I am at the 2015 Conference on Communities and Technologies in Limerick Ireland where I will present “Being Present in Online Communities: Learning in Citizen Science” a paper I authored with my advisor and colleagues at the Syracuse University School of Information Studies. Set in the context of the citizen science project Planet Hunters, my colleagues and I explore three uniques ways that newcomers learn to contribute to the project.
The paper extends existing research on newcomer learning in online communities which emphasizes that learning for newcomers involves getting feedback from experienced participants, observing the work of others, and building relationships with experienced members. In this paper, we suggest that these key themes are problematized in settings where such opportunities for learning are limited or are not possible.

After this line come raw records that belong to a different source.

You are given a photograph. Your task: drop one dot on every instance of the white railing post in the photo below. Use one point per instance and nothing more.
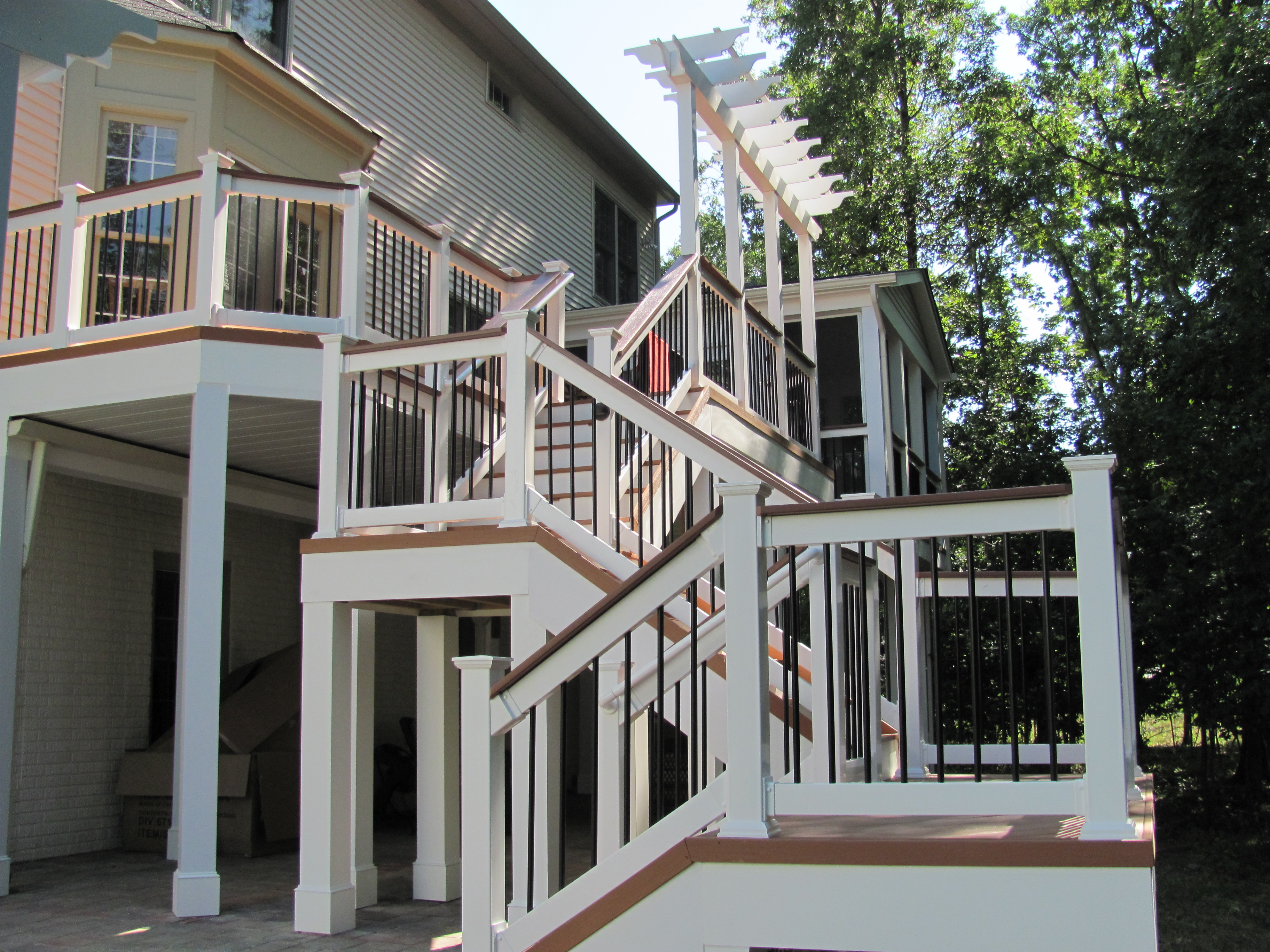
(1108, 764)
(556, 331)
(807, 311)
(213, 223)
(609, 763)
(914, 659)
(353, 245)
(482, 827)
(519, 440)
(602, 343)
(335, 443)
(775, 308)
(73, 264)
(695, 357)
(439, 284)
(748, 713)
(736, 266)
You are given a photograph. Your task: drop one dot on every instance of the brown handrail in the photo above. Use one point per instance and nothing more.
(762, 323)
(587, 619)
(976, 495)
(35, 209)
(417, 342)
(288, 180)
(140, 186)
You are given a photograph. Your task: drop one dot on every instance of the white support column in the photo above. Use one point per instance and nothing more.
(519, 441)
(335, 445)
(529, 636)
(72, 262)
(483, 843)
(1108, 764)
(914, 660)
(609, 767)
(736, 263)
(213, 221)
(696, 332)
(748, 711)
(602, 343)
(556, 325)
(196, 885)
(775, 309)
(437, 786)
(366, 876)
(690, 229)
(13, 511)
(439, 285)
(353, 247)
(807, 313)
(873, 638)
(326, 899)
(873, 388)
(823, 646)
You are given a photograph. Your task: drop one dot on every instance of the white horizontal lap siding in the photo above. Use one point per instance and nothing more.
(517, 193)
(35, 145)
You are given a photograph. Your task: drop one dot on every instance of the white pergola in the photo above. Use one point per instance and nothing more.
(719, 97)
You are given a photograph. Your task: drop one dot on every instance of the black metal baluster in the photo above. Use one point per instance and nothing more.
(692, 700)
(533, 795)
(936, 705)
(595, 762)
(794, 624)
(627, 738)
(902, 664)
(1010, 659)
(976, 685)
(831, 674)
(661, 711)
(564, 786)
(869, 687)
(1048, 649)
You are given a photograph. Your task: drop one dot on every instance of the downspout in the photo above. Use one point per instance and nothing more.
(35, 482)
(658, 227)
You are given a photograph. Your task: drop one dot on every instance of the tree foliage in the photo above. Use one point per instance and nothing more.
(1131, 160)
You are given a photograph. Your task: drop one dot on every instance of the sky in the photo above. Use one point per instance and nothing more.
(585, 41)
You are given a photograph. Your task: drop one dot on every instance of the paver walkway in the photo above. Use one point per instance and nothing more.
(86, 902)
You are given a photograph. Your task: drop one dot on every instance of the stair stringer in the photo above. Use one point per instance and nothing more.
(620, 881)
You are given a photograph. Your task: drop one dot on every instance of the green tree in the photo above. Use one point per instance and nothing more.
(1142, 131)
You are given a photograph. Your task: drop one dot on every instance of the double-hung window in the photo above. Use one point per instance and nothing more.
(617, 253)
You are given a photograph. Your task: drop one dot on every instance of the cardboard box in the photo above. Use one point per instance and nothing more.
(258, 789)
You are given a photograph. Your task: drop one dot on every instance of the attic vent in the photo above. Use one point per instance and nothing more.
(500, 97)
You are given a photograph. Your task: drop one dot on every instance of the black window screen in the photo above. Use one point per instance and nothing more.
(617, 253)
(846, 458)
(837, 358)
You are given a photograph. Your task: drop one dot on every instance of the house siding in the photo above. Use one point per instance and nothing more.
(520, 192)
(84, 648)
(35, 145)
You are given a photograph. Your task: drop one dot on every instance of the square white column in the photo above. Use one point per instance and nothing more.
(326, 899)
(437, 870)
(13, 508)
(196, 884)
(366, 876)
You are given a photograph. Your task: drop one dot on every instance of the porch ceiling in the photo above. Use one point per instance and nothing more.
(275, 438)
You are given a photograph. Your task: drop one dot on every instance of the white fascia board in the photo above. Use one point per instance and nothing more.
(723, 121)
(992, 518)
(703, 46)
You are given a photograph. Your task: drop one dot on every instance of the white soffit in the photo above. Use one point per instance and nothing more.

Socialization is a process where newcomers move from a state of uncertainty to a state of fluency in the practice, terminology, and behavior that define an organization. For settings where activities have a high degree of impact on the functionality and continued existence of the organization, socialization processes are particularly important (Van Maanen & Schein, 1979). While formal training models successfully integrate newcomers, crowdsourced projects like Wikipedia are unable to provide formal training due to the ad hoc assemblage of volunteers that participate. Studies on socialization in open online collaborative projects typically focus on information seeking, the impact of feedback, and the construction of social networks as newcomers make sense of their new environment. While such research is important, there is scant consideration for the material components of the online platforms and their role in the socialization process.